Yeah. There are basic leg warmers which are just heavy lycra, "thermal" leg warmers that are thicker and have a fleece-like interior, and leg warmers (Gore Oxygen,etc.) that have membranes. My legs get wet from sweat with warmers or tights that have membranes, even in below freezing temps. I use the membrane type below 40F or so. Even though my legs are sweaty underneath, they're still warmer than with thermal warmers.


----------



## Srode (Aug 19, 2012)

I have the PI pro leg warmers and they work well for me down to around 40. Below that I'm wearing tights, and have some with and without a windproof front.


----------



## bikerector (Oct 31, 2012)

I need tights around 40 and below. My crotch gets too cold. I find the thermal only warmers and tights add a 10-20 degree F range compared to just bibs but anything more and I need the windproof/softshell front protection. I really like the craft storm bibtights which are basically softshell front with only thermal back so they still stretch nicely and breath acceptably. I've worn those comfortably down to about 20 degrees F.


----------



## Tjaard (Nov 9, 2014)

To the OP,
you seem to be hung up on the word softshell. This is a poorly defined fabric type, but is almost always defined as having stretch, decent breathability and some wind resistance.

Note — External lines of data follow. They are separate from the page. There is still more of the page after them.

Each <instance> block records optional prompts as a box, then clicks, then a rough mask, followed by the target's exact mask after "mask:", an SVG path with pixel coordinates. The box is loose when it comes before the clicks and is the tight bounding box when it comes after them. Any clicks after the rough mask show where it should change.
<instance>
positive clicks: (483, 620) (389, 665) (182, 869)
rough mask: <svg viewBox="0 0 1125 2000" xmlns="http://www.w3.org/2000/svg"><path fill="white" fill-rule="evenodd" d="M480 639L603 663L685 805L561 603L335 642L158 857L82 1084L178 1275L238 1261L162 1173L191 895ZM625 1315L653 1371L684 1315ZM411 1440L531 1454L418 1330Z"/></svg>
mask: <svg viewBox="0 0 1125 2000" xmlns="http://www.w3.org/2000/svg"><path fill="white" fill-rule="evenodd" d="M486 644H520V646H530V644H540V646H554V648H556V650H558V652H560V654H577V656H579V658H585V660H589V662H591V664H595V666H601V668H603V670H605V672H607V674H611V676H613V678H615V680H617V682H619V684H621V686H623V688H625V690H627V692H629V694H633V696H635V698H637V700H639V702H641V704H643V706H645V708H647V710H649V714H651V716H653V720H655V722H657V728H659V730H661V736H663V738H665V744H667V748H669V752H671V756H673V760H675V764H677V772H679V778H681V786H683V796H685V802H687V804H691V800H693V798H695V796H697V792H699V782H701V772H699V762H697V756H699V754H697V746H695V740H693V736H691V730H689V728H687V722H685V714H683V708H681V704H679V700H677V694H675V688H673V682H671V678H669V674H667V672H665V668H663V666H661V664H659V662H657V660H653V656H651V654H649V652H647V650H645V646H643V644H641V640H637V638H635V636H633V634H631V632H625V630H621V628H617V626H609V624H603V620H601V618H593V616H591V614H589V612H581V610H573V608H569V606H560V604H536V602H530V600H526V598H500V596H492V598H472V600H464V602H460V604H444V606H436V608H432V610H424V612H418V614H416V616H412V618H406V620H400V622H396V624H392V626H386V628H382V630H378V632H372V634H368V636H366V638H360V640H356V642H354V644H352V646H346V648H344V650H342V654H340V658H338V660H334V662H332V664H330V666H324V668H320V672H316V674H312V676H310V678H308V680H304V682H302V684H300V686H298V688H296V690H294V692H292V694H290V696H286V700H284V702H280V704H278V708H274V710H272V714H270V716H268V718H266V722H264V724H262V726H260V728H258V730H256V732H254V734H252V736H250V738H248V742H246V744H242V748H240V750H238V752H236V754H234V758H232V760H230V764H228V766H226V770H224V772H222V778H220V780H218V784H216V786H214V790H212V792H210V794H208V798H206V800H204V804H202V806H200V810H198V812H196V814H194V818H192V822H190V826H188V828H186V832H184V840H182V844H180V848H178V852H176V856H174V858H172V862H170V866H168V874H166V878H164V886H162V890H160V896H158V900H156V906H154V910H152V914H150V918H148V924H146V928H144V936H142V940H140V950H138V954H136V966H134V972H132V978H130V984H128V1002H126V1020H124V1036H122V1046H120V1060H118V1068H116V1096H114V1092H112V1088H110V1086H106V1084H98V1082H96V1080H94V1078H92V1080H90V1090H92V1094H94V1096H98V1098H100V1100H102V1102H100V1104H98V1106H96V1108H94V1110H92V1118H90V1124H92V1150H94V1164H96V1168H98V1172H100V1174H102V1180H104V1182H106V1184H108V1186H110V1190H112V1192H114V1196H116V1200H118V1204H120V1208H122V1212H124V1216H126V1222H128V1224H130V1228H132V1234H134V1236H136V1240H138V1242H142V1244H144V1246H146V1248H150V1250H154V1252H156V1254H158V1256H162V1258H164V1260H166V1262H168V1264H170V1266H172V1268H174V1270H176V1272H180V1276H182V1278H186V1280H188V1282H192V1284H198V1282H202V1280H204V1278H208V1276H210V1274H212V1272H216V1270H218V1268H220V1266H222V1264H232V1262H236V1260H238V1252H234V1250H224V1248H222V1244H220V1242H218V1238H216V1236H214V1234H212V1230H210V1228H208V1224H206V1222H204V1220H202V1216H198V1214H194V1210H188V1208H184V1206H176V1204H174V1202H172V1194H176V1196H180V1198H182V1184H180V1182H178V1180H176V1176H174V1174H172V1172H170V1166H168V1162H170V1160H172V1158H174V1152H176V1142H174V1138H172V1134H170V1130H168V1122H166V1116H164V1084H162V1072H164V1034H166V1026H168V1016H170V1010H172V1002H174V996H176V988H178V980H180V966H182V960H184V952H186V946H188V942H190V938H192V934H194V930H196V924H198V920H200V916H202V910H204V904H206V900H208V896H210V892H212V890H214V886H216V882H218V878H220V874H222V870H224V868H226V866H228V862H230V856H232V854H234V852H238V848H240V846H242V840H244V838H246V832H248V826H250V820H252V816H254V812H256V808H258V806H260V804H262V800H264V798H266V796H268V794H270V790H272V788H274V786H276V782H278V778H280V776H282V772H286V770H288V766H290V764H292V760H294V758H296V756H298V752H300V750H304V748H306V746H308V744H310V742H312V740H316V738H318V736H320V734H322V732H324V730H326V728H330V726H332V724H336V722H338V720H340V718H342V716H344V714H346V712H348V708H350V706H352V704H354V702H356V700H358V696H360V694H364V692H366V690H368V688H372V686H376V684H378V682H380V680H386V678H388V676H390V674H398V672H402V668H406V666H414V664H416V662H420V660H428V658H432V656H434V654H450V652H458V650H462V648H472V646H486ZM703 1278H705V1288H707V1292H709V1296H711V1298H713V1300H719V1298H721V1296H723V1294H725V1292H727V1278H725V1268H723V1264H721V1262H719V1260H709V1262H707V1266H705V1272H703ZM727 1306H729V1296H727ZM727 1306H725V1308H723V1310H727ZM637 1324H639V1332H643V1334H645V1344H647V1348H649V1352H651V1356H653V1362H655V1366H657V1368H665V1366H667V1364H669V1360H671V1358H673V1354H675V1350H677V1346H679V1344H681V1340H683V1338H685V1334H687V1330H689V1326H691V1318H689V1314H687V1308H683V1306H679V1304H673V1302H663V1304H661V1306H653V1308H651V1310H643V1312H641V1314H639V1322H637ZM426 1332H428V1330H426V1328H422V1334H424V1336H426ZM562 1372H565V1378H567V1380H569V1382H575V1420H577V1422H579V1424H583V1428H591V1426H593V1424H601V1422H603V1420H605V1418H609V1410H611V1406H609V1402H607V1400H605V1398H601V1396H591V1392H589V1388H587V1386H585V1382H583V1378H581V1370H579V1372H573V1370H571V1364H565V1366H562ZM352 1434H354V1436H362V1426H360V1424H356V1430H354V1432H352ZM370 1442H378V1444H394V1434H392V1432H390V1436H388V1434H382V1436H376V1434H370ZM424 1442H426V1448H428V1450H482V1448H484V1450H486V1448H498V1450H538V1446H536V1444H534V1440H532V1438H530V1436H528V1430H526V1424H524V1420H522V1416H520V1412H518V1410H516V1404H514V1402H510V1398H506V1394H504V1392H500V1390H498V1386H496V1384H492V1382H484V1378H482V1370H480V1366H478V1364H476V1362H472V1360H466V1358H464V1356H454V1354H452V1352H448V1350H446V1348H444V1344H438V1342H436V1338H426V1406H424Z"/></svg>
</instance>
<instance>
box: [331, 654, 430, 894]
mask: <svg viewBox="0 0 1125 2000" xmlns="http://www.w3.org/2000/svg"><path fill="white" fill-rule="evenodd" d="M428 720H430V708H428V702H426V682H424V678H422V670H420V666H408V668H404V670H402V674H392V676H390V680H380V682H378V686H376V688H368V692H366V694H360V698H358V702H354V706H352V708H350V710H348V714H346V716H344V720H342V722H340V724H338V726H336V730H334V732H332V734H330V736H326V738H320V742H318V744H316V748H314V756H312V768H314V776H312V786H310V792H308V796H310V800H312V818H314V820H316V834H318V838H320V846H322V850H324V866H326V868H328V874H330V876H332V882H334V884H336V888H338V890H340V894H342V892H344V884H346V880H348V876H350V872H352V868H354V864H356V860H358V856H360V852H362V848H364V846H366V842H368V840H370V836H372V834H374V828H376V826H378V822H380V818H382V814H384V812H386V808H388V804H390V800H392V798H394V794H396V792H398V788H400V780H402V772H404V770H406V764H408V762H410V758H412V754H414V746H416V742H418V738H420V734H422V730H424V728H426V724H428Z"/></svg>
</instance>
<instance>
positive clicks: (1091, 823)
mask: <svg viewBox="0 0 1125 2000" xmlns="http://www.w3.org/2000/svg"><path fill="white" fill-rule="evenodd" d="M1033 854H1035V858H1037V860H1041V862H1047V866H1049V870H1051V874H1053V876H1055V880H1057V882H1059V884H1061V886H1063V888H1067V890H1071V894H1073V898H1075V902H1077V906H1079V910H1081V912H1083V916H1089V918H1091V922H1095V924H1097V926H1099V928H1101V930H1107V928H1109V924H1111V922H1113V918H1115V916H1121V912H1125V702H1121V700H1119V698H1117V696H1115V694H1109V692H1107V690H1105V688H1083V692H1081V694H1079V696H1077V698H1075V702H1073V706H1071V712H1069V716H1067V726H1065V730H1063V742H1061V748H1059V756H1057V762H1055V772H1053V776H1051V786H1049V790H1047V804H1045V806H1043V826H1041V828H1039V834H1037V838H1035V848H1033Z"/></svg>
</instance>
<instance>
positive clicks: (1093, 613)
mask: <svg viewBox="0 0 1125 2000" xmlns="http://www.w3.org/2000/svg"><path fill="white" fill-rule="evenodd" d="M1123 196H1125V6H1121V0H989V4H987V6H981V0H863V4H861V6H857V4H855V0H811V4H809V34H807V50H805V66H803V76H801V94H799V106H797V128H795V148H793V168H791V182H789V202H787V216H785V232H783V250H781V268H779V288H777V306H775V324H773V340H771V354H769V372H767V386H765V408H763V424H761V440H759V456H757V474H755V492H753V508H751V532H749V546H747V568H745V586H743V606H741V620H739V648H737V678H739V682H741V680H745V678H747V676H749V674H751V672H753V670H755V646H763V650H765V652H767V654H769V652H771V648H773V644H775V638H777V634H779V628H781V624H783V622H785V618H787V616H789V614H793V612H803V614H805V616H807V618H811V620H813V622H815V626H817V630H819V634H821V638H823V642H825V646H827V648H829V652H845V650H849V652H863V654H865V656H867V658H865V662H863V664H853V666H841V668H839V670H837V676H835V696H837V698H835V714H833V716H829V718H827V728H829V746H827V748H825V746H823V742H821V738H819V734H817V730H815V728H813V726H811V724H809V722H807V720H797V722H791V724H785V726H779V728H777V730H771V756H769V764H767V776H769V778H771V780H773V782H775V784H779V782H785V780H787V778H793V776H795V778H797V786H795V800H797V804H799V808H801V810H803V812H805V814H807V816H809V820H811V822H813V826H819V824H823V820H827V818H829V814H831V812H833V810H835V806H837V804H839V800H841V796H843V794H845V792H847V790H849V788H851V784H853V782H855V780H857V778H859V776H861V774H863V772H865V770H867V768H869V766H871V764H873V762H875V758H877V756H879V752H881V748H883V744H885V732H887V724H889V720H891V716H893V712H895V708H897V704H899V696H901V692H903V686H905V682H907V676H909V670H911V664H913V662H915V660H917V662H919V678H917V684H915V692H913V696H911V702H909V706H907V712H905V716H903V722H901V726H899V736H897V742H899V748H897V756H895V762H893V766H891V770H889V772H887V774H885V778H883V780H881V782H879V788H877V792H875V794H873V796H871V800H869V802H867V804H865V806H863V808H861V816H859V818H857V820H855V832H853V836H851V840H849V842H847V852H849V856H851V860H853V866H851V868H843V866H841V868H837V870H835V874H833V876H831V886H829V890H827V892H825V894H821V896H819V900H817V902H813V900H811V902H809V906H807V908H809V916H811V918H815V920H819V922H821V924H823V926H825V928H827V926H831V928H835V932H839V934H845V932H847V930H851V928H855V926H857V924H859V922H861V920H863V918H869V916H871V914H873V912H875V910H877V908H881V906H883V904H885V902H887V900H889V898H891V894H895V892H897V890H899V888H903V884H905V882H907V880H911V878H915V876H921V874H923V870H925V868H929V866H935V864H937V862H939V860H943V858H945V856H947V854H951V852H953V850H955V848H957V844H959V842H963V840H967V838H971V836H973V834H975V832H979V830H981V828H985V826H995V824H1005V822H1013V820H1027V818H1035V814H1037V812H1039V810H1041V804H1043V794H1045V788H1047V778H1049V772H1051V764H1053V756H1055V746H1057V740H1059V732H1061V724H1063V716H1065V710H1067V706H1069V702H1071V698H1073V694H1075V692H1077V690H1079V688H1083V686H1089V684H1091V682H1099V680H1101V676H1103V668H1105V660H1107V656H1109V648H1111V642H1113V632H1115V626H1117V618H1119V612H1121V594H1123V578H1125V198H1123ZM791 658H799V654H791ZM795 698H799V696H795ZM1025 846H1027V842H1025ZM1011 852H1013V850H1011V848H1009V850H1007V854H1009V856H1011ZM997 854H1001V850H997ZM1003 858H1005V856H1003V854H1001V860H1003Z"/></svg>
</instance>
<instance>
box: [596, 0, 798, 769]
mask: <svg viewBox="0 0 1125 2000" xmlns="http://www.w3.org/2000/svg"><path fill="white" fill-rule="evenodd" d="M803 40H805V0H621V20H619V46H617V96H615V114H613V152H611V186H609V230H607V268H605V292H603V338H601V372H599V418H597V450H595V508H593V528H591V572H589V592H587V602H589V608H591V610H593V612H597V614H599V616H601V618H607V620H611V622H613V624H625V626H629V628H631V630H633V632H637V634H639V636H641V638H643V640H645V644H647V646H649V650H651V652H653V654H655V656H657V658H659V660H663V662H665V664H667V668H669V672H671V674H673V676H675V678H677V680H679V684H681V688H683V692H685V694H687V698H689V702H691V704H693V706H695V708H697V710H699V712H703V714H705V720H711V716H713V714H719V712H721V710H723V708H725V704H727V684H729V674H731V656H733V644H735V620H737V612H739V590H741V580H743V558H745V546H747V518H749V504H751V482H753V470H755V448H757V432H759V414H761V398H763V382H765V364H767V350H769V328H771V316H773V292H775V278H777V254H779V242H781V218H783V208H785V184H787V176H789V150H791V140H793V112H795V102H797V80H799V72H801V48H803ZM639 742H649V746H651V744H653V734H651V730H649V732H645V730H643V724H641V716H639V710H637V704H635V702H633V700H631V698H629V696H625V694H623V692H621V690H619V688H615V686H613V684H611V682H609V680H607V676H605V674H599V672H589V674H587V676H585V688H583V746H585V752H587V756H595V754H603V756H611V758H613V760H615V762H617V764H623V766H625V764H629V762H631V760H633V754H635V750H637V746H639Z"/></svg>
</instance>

As such, all the wind-blocking knee warmers are 'soft shells' including the ones using the trademarked fabric name: 'Windstopper'

I have the Gore Windstopper ones and they are fairly thin. So, they offer excellent wind protection (due to the Windstopper membrane) but not much warmth compared to other softshell ones with a thicker, fleecier lining behind the membrane.

Hope that helps


----------



## duriel (Oct 10, 2013)

If there is wind or you are going fast, a windstop layer is a lot better than just heavier thermal.


----------